Soon, though, his interests became focused on electronics. On his own, he read everything he could, with what would remain a lifelong insatiable appetite for knowledge. At the outbreak of WWII, his entire high school class was hired by Pan Am to work at their Dinner Key Airbase, where his knowledge of electronics was quickly directed to teaching navigation and electronics to fellow employees. With the end of WWII came the return home of GI’s in search of an education, many of whom attended Central Technical Institute in Kansas City, which borrowed Lou from Pan Am to develop and expand their curriculum. He was only going to stay a year, but a young lady caught his attention. He married Catherine Jane Reid in 1949. They were inseparable until her death in 2007.
Lou continued teaching and writing for the Institute for the next 24 years. In 1962, Lou attended the Remington Rand School in Ilion, New York, where he was introduced to the new field of computer programming. This experience changed his professional life and set the future. By the early 1970s he was developing computer software to print the newly developed bar code label for items on store shelves. His ongoing software development included work with various companies including IDS inEngland.

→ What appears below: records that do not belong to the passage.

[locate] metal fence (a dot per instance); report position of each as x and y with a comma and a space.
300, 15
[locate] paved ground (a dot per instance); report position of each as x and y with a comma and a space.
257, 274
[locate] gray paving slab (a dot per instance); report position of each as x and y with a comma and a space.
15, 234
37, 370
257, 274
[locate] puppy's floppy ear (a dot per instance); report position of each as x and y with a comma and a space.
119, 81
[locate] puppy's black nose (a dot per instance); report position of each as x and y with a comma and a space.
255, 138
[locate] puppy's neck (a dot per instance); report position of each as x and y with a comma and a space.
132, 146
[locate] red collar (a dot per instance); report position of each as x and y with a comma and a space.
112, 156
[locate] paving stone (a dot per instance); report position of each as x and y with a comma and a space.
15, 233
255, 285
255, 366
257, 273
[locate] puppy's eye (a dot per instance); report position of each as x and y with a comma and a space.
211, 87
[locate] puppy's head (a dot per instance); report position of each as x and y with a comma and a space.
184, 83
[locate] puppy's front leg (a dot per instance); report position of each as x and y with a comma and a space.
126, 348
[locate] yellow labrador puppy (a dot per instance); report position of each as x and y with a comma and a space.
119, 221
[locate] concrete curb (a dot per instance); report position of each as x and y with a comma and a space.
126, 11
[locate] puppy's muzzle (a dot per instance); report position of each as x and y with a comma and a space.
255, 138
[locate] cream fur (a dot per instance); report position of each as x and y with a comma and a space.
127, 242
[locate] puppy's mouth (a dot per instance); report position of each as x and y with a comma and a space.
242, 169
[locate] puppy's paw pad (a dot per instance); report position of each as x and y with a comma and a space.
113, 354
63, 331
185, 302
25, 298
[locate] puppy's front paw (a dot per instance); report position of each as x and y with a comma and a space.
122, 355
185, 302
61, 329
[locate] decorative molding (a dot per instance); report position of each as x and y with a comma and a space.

Lou was a scoutmaster for Troop 392 at Santa Fe Elementary School in Overland Park, Kansas. One of the highlights was taking the Boy Scouts on an adventurous backpacking trip to Colorado in 1966. Though no one had any experience backpacking, it resulted in a desire to return on a family backpacking trip the following summer. This would begin a long and active involvement with the Johnson County Outdoor Club (now the Kansas City Outdoor Club) throughout the 1970s and 80s. Lou and Jane were founding members of the Possum Trot Orienteering Club and when GPS technology was first being introduced, he combined his technical abilities with the sport to develop orienteering maps. One of the greatest thrills in his life was when, in his early 70s, he learned to fly and earned his pilot's license. In his mid 80s, he built his own super-duper computer to handle his flight simulator software.
Lou was preceded in death by his beloved wife Catherine Jane (Reid) Betros,; mother Myrtle Maude Marshall; father Angelo Demetrius Betros; and his two brothers, George A. and James A. Betros. He is survived by his three children, Charles Betros (and wife Lisa) of Dobbs Ferry, New York; Phillip Betros of Hawley, Pennsylvania; and Betsy Betros of Mission, Kansas; and by his granddaughters Emily Betros of Kalamazoo, Michigan, and Abbe Tykwinski of Lansing, Michigan.
In lieu of flowers, the family requests memorial contributions be made in Lou’s name, in support of the parks he loved so much:
Parks and Recreation Foundation of Johnson County
P. O. Box 4775
Shawnee Mission Kansas 66204
Visitation will be from 1:00-2:00 p.m., Sunday, September 25, 2011, at the Amos Family Chapel of Shawnee. Memorial service will follow at 2:00 p.m. at the chapel.